E sabendo que a cidade está localizada a 92 km a norte de Lisboa (124 km via A8, ou 110 km via IC2 / A1) e a 88 km a sudoeste de Coimbra (114 km via A8 / A17 / IC8 / A1, ou 105 km via IC2 / A1), decidi tomar a via A8, apesar de, infelizmente, o pavimento continuar a não se encontrar nas melhores condições em algumas zonas, ainda que existam portagens e a chuva ocorrida em alguns momentos tenha sido do tipo ligeira.

Atualmente, sabe-se que a cidade de Alcobaça crescera nos vales do rio Alcoa e do rio Baça, em que a área do actual concelho fora habitada pelos Romanos, mas a denominação ficou-lhe dos Árabes, cuja ocupação denota uma era de progresso a julgar pelos numerosos topónimos das terras adjacentes que os recordam, tais como Alcobaça, Alfeizerão, Aljubarrota ou Alpedriz!

Na verdade, quando Alcobaça fora reconquistada, a localidade tivera acesso ao mar através da grande Lagoa da Pederneira que atingia Cós, permitindo assim que navegassem embarcações em direção ao resto do País, todas repletas dos frutos mais deliciosos e produzidos na região graças à técnica introduzida pelos monges de Cister.

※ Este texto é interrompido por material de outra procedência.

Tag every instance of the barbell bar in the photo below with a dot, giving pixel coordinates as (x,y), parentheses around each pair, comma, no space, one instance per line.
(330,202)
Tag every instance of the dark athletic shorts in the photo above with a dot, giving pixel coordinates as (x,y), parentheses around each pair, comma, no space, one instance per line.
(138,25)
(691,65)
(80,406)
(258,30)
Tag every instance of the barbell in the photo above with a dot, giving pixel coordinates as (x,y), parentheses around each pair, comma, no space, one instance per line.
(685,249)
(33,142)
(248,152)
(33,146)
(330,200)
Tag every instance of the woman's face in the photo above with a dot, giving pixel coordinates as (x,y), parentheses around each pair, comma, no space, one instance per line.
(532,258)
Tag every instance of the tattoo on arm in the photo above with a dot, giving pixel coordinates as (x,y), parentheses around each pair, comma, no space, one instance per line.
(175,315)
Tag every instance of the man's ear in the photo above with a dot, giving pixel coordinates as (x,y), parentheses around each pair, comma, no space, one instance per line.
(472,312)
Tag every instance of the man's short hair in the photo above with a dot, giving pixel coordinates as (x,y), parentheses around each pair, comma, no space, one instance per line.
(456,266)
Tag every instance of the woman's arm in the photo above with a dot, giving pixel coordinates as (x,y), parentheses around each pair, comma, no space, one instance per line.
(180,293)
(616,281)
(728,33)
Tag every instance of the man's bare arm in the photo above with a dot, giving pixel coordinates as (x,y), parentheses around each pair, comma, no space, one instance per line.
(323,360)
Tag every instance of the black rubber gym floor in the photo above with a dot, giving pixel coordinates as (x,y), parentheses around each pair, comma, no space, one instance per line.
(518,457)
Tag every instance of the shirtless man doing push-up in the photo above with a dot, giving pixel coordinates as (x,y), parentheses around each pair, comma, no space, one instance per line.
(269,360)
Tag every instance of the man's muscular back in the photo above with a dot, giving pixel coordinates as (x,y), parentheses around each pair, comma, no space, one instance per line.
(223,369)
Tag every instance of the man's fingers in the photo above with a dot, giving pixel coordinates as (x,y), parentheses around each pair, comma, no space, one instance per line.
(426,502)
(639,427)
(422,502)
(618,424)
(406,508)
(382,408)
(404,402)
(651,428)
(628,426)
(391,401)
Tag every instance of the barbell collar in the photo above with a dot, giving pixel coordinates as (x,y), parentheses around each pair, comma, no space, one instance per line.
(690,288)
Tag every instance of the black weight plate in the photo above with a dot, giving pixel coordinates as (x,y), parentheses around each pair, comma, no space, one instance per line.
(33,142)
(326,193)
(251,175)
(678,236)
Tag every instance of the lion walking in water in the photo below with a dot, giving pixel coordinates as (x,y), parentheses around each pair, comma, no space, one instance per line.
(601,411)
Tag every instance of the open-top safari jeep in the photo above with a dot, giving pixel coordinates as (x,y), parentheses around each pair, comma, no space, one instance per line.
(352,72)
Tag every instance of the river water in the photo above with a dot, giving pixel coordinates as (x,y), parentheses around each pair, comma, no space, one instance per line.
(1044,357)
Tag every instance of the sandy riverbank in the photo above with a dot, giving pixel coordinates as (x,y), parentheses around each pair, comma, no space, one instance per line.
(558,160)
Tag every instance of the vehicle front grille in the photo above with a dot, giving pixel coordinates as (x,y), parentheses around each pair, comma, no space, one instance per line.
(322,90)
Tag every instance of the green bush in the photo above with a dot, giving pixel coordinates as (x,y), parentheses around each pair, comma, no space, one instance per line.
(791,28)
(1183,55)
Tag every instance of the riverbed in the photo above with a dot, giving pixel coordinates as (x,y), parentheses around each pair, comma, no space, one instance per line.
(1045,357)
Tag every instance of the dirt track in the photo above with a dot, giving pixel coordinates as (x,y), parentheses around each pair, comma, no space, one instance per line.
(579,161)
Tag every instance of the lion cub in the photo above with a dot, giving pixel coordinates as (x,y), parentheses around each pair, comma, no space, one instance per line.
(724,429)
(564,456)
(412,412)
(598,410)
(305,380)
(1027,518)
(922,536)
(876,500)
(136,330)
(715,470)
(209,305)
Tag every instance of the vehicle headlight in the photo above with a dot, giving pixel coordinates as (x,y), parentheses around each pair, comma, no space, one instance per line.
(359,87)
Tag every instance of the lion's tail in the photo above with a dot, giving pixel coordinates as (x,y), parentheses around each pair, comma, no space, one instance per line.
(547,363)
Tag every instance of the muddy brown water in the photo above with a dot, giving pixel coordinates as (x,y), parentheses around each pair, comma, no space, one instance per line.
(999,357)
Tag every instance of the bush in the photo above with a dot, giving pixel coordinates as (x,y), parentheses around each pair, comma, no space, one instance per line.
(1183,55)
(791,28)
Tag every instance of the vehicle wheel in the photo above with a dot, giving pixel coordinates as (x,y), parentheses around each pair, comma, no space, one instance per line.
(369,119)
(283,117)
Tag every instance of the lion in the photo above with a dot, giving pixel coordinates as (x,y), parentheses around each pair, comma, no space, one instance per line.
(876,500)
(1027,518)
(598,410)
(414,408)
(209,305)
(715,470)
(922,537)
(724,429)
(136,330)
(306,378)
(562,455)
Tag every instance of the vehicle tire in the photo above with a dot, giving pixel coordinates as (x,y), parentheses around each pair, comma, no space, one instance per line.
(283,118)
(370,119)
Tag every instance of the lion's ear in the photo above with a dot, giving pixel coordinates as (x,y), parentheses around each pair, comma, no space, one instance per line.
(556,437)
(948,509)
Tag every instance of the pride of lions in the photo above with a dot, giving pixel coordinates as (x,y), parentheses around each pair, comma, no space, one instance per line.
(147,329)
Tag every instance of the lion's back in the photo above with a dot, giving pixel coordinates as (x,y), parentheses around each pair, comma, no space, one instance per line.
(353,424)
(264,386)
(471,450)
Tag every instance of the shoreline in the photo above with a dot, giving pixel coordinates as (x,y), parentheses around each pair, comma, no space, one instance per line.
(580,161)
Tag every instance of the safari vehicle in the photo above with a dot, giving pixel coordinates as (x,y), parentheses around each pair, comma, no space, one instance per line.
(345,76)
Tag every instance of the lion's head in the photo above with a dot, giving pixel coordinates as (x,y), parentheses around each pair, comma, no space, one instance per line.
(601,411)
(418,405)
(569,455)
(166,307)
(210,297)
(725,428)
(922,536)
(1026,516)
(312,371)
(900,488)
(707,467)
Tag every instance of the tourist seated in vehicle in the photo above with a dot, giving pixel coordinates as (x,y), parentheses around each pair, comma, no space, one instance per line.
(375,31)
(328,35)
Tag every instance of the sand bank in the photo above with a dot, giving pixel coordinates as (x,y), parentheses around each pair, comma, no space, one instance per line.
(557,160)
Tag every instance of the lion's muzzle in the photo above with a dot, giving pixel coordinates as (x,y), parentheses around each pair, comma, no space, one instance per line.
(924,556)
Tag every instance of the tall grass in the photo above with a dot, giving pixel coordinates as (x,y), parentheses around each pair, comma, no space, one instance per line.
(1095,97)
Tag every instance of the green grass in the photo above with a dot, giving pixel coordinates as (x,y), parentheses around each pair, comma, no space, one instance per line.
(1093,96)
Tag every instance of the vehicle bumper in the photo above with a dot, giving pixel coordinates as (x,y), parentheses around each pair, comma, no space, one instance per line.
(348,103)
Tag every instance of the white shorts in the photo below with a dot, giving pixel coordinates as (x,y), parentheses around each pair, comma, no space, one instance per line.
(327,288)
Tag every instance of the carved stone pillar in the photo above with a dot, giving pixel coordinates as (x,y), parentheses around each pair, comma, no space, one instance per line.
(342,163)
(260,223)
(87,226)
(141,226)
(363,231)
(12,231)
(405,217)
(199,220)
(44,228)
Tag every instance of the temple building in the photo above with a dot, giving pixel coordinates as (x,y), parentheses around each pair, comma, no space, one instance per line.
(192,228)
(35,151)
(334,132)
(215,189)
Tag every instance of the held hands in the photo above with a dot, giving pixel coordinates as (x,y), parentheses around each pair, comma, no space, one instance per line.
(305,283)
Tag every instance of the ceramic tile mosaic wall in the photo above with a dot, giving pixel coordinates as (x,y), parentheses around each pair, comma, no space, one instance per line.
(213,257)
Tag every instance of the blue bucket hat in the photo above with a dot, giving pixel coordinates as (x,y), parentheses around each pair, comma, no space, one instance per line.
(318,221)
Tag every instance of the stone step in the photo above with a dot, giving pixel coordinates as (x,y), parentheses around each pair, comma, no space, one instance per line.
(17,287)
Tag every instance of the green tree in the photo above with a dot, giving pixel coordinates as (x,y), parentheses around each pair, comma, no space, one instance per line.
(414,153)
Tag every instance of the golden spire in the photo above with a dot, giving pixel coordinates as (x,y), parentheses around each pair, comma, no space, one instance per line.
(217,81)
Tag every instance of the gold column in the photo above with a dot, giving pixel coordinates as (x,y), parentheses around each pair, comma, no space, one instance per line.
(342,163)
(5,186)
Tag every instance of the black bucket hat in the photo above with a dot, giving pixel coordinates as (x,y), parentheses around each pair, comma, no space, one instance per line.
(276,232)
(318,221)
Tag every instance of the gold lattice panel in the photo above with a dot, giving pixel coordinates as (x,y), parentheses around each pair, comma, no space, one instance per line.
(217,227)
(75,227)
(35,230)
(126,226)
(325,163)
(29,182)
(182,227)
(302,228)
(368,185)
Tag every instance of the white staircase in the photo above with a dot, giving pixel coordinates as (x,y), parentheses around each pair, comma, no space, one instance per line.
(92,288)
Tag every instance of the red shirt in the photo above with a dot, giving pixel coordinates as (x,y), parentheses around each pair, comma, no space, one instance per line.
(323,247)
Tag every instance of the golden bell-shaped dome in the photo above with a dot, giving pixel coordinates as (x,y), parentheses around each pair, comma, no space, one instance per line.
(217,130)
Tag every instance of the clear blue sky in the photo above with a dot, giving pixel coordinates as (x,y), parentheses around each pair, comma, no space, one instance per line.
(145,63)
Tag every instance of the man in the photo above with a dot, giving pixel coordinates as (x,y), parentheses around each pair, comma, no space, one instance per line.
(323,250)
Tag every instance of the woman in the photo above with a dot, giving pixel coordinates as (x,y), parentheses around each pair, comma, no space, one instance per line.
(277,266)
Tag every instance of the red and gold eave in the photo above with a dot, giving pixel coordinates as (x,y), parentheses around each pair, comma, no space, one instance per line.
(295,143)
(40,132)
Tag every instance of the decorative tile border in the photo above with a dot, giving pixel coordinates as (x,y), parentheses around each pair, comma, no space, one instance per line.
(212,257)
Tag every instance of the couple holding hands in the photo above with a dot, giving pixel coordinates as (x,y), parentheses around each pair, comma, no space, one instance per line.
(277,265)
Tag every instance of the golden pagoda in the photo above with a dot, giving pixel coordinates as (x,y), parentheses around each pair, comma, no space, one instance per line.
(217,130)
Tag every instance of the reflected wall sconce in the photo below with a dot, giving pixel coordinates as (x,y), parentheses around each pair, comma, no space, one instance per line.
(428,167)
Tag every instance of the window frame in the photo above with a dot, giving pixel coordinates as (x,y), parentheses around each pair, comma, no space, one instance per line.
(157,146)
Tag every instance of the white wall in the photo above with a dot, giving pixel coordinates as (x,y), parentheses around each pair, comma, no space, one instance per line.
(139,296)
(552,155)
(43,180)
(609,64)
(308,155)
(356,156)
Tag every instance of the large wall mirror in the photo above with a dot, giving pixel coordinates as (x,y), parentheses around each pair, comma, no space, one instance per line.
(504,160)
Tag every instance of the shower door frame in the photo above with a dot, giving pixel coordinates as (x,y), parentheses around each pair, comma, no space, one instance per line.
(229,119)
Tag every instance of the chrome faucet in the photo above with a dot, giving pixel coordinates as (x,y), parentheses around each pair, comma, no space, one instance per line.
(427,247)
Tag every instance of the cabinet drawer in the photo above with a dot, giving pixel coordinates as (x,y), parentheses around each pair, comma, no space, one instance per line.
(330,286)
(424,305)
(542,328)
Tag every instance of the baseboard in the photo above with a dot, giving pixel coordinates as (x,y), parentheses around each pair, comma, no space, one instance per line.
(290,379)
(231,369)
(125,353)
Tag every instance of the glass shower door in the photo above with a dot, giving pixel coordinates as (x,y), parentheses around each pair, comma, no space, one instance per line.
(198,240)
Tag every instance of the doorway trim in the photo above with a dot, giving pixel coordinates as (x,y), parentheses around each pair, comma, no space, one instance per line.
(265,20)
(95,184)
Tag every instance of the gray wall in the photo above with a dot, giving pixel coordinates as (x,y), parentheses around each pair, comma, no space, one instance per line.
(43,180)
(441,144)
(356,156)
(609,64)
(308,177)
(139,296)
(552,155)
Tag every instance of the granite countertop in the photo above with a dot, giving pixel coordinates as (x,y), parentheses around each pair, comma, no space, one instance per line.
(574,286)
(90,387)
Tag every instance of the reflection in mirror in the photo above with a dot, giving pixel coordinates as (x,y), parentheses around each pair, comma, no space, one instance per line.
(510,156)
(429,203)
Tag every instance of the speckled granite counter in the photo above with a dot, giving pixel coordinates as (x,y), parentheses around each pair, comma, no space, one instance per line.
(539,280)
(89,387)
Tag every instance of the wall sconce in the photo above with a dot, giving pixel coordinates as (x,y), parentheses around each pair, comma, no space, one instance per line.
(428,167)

Ou seja, a 8 de Abril de 1153, Afonso Henriques doou as Terras de Alcobaça aos monges Cistercienses, mas com a obrigação de as arrotearem, tendo feito parte do vastíssimo território – Os Coutos de Alcobaça – que ia desde cerca de São Pedro de Moel a São Martinho do Porto e de Aljubarrota a Alvorninha, que por sua vez atingiu o seu máximo no reinado de D. Fernando I.

Os monges de Cister chegaram então a ser senhores de 14 vilas das quais 4 eram portos de mar (Alfeizerão, São Martinho do Porto, Pederneira e Paredes da Vitória), pois para além da sua actividade religiosa e cultural, uma vez que conseguiram ter acesso a aulas públicas desde 1269 de Humanidades, Lógica e Teologia, ensinavam ao mesmo tempo técnicas agrícolas, desenvolvendo uma acção colonizadora notável e perdurável no tempo!

Desta forma, foram colocadas em prática certas inovações agrícolas experimentadas noutros mosteiros, que graças às quais arroteavam as terras, secavam pauis, introduziam culturas adequadas a cada terreno e organizavam explorações ou quintas, a que chamavam granjas, criando praticamente a partir do nada uma região agrícola que se manteve até aos nossos dias como uma das mais produtivas de Portugal

Entretanto, em 1514, a cidade de Alcobaça recebera foral de D. Manuel I e em 1567, o mosteiro de Alcobaça separou-se de Cister, a casa-mãe em França, para se tornar cabeça da Congregação Portuguesa, por bula do Papa Pio V.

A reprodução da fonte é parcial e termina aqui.